For studies on T1DM, Begg’s (P = 0.133) and Egger’s (P = 0.466) tests did not reveal evidence of publication bias but visual inspection of the funnel plots revealed significant asymmetry. The trim-and-fill method suggested that 2 additional risk estimates were needed to balance the funnel plot and the summary risk estimates lost statistical significance (SRR = 1.18; 95% CI, 0.95–1.47; Figure 4A). For studies on T2DM, Begg’s (P = 0.913) test did not reveal evidence of publication bias but visual inspection of the funnel plots and Egger’s test (P = 0.087) revealed significant bias. The trim-and-fill method suggested that 4 additional risk estimates were needed to balance the funnel plot and the summary risk estimates were still statistically significant, albeit much weaker (SRR = 1.24; 95% CI, 1.06–1.45; Figure 4B).

Figure 4:

Figure 4: Filled funnel plot of log relative risk vs. standard error of log relative risks in studies that evaluated the effect of ever smoking on the development of diabetic nephropathy in patient with (A) type 1 and with (B) type 2 diabetes.


Based on the current meta-analysis of ten prospective cohort, 8 cross-sectional, and 1 case-control studies, we found that ever smoking may be associated with an elevated risk of diabetic nephropathy in patients with type 1 and with type 2 DM. We believe these studies were well-organized. These associations were independent of major risk factors for nephropathy such as hypertension, DM duration, BMI, and dyslipidemia.

Although the exact mechanism is unknown, a possible pathological pathway of cigarette smoking resulting in DN has been proposed. First, smoking increases the concentration of carboxyhemoglobin, prothrombotic factors, and platelet activation [32], all of which can cause proinflammation, oxidative stress, and endothelial cell dysfunction (diminished nitric oxide availability and intimal cell hyperplasia), glomerulosclerosis, and tubular atrophy [33, 34]. In the literature, smokers with DM had thicker glomerular basement membranes compared with nonsmokers with DM [35]. In vivo studies have suggested that nicotine can promote mesangial cell proliferation and increase production of the extracellular matrix [36, 37]. The second putative pathway for smoking to result in DN has been linked to worse glycemic control and a less favorable lipid profile in patients with diabetes [10], both of which are independently associated with progression of DN [38]. The third mechanism is that smokers are unaware of the progression of a chronic disease (e.g., diabetes and hypertension) [16, 3941], leading to a delay in diagnosis and treatment of their diseases, increasing the likelihood of complications, such as DN.

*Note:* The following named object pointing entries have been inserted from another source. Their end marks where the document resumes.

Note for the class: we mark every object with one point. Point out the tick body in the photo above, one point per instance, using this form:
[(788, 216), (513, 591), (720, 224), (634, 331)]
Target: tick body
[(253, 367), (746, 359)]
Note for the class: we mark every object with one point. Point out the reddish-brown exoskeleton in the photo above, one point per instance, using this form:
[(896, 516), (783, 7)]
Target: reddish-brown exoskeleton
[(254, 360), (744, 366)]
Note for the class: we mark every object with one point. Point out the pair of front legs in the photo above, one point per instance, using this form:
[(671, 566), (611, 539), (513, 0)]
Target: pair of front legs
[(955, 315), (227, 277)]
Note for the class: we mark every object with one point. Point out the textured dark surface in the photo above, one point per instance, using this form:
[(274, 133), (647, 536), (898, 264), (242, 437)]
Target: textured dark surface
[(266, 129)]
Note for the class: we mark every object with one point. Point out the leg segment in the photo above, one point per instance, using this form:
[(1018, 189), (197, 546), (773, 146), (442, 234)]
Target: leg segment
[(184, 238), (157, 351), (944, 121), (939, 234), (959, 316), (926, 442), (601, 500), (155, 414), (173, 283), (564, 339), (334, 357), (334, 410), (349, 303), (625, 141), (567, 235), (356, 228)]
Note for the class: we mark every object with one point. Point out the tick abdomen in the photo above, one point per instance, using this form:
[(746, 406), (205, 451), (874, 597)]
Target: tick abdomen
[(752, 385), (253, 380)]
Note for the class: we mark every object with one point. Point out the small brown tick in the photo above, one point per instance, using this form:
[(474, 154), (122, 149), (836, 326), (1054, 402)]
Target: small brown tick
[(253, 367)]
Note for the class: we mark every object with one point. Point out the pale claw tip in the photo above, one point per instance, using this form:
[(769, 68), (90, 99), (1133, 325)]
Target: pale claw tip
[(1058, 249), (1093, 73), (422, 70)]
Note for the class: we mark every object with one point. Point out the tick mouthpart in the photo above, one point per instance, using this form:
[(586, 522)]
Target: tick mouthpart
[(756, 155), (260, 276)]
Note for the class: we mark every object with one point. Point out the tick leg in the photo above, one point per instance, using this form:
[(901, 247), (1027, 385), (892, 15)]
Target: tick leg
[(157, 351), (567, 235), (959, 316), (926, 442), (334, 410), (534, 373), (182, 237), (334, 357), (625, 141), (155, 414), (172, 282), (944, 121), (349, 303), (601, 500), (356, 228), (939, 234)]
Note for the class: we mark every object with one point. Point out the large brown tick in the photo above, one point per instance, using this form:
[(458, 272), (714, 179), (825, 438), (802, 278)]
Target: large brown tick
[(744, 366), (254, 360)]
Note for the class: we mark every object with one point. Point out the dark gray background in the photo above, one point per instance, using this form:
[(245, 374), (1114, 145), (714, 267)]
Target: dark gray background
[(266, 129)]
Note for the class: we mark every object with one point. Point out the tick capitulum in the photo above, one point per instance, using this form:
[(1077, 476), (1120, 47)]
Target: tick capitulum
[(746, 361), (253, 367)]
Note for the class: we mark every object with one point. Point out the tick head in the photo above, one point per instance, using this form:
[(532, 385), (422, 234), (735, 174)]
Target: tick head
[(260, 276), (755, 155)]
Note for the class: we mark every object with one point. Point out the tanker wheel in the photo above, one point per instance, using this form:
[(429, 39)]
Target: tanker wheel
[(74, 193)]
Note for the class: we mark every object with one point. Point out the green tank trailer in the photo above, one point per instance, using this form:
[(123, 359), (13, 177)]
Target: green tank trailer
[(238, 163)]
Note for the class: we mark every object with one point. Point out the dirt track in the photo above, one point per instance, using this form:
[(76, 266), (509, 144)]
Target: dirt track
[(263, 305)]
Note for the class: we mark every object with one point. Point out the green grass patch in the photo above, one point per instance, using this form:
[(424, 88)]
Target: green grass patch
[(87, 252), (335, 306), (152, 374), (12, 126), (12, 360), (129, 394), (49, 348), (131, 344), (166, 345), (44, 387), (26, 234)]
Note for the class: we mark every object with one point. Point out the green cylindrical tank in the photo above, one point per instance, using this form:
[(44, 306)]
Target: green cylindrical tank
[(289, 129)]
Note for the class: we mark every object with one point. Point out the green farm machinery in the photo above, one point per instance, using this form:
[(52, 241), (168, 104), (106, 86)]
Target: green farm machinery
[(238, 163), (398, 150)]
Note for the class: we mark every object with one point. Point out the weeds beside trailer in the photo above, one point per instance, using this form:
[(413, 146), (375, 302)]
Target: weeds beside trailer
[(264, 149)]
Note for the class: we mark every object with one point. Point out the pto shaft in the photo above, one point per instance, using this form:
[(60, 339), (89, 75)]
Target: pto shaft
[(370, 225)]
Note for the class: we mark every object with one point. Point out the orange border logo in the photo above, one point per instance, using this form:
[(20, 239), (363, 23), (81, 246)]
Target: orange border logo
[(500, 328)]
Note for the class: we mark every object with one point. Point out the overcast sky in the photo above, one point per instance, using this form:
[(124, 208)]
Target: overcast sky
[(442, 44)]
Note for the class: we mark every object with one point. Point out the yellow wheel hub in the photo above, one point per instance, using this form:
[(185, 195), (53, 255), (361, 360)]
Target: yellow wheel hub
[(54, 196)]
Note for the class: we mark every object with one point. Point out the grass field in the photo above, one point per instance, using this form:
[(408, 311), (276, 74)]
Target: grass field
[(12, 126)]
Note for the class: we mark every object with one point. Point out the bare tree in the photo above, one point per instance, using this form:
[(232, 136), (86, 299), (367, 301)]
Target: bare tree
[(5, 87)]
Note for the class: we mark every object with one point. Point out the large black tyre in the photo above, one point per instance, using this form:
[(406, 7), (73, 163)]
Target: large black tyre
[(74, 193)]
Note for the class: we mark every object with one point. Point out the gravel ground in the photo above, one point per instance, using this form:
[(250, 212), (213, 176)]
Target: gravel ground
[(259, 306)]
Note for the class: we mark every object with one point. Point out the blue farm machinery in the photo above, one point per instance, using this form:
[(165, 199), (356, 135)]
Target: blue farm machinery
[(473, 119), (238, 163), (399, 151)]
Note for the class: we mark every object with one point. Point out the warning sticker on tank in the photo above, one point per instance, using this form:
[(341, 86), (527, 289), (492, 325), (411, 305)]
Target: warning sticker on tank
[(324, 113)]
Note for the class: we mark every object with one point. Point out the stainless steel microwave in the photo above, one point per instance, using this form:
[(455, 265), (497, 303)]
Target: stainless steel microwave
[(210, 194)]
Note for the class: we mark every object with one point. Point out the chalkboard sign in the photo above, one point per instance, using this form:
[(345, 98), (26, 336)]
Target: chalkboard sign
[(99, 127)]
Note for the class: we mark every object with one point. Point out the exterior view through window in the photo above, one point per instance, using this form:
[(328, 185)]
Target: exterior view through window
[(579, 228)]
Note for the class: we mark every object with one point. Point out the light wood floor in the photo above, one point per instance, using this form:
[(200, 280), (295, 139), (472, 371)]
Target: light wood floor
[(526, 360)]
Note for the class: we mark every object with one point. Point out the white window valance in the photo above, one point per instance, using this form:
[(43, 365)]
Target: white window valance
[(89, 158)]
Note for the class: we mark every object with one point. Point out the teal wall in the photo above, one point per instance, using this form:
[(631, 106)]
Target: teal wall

Recently, a systematic review and meta-analysis identified tobacco smoking as the significant risk factor for incidence and progression of CKD in the general population [9]. In addition, a positive association between cigarette smoking and the progression of CKD in IgA nephropathy [42] and idiopathic membranous nephropathy [43] has also been demonstrated in prospective studies. However, this relationship in patients with T1DM and T2DM remains unclear. A study from the USA showed that current smokers with T1DM have a higher risk of microalbuminuria (RR = 3.1, 95% CI, 1.9–5.1) during a 4-year follow-up period [23]. However, two other Danish prospective studies showed contradictory results: smoking was not associated with a decline in kidney function or the progression of albuminuria, or the development of microalbuminuria [44, 45]. For patients with T2DM, a German study showed that although smoking is associated with a decline in kidney function, it did not increase the risk of proteinuria [46].

In the meta-analysis of T1DM, a stronger risk was evident in current smokers than in former smokers (RR = 1.65 vs. 1.12, P for difference < 0.001), suggesting that cessation of smoking significantly decreased the risk of the development of DN. Furthermore, the elevated risk of DN in former smokers lost statistical significance. A prospective study by Chuahirun et al. [47] and Phisitkul et al. [48]. reported that those who quit smoking with T2DM had lower rates of alb/cr change (P = 0.021) or eGFR decline (P < 0.001) than smokers with T2DM, respectively. In addition, findings from a Korean cross-sectional study [5] indicated that smoking cessation in male patients with T2DM could delay the progression of DN or slow the decrease of glomerular function. These data supported the contention that smoking cessation is an effective renoprotective intervention in patients with type 1 and type 2 DM.

In the meta-analysis of the effects of cigarette smoking specifically on type 1 and type 2 DN, we observed similar summary risk estimations (SRR = 1.31 vs. 1.44), suggesting that cigarette smoking may exert an equally detrimental influence on T1DM and T2DM. When we performed meta-analysis according to different stages of DN, we found somewhat stronger, albeit not significant, risk estimation for microalbuminuria and macroalbuminuria compared with ESRD. These results indicated that the influence of smoking begins in the early stages of diabetes. In addition, cigarette smoking is possibly a weaker risk factor in the development of ESRD compared with hypertension and duration of DM [16]. However, it is important to note that only a small number (< 5) of studies were included, which assessed different stages of DN.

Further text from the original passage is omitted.